Article publié dans le n°1107 (16 juin 2014) de la Nouvelle Quinzaine Littéraire

Alors que les protagonistes de cette histoire fascinante étaient morts depuis longtemps, un document émanant du Vatican, daté du 10 juin 1970, reconnaissait enfin que l’inconnu de Collegno, l’amnésique le plus célèbre d’Italie, était bien le professeur Giulio Canella, disparu lors de la bataille de Nitzopole en Macédoine en décembre 1916, et donc mari légitime de Giulia Canella. Ainsi un voile de morale et de légitimité, tendu par la Providence, venait officiellement et religieusement recouvrir ce que l’opinion, la science et la justice n’avaient cessé de remettre en cause.
Christine Dal Bon
Oublier son nom.

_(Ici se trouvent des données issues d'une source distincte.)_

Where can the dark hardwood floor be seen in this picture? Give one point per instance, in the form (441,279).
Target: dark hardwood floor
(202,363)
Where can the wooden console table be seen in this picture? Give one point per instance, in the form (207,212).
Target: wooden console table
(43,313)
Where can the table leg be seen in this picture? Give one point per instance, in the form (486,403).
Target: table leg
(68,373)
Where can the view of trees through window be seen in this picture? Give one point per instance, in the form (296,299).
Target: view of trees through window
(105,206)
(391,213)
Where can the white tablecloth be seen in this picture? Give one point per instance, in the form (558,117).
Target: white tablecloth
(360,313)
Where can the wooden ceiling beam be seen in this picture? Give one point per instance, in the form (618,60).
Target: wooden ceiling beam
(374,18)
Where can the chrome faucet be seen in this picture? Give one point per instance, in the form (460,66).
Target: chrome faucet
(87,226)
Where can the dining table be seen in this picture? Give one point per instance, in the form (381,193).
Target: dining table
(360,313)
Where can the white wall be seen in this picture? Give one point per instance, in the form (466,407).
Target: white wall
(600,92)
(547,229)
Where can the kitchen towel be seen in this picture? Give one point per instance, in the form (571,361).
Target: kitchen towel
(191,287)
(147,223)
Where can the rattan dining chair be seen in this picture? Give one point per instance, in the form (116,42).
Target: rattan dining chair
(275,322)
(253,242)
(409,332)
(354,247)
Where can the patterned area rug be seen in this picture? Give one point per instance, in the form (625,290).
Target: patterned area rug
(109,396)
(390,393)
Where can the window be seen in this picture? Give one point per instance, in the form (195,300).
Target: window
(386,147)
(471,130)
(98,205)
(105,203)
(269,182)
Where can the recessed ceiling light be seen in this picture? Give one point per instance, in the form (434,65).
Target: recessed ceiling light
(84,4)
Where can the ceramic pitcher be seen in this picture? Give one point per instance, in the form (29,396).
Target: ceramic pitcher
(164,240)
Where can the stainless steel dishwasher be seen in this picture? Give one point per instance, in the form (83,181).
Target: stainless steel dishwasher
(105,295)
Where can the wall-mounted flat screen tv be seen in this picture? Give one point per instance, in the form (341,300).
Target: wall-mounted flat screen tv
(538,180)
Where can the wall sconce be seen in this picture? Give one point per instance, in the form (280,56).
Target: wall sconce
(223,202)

Histoire d'un cas, l'amnésique de Collegno
(Imago)

Le 6 février 1927, à l’initiative du directeur de l’asile psychiatrique de Turin, était reproduit dans les journaux le portrait d’un homme barbu, aux traits tirés, lapidairement décrit comme un patient hospitalisé un an plus tôt, totalement incapable de se souvenir de son nom, de sa région d’origine, encore moins de sa profession, parlant l’italien, cultivé semblait-il, et âgé approximativement de quarante-cinq ans. « Qui le connaît ? », telle était la question qui justifiait la publication du portrait de cet homme qui, sous le matricule 44170, fut, selon la formule consac...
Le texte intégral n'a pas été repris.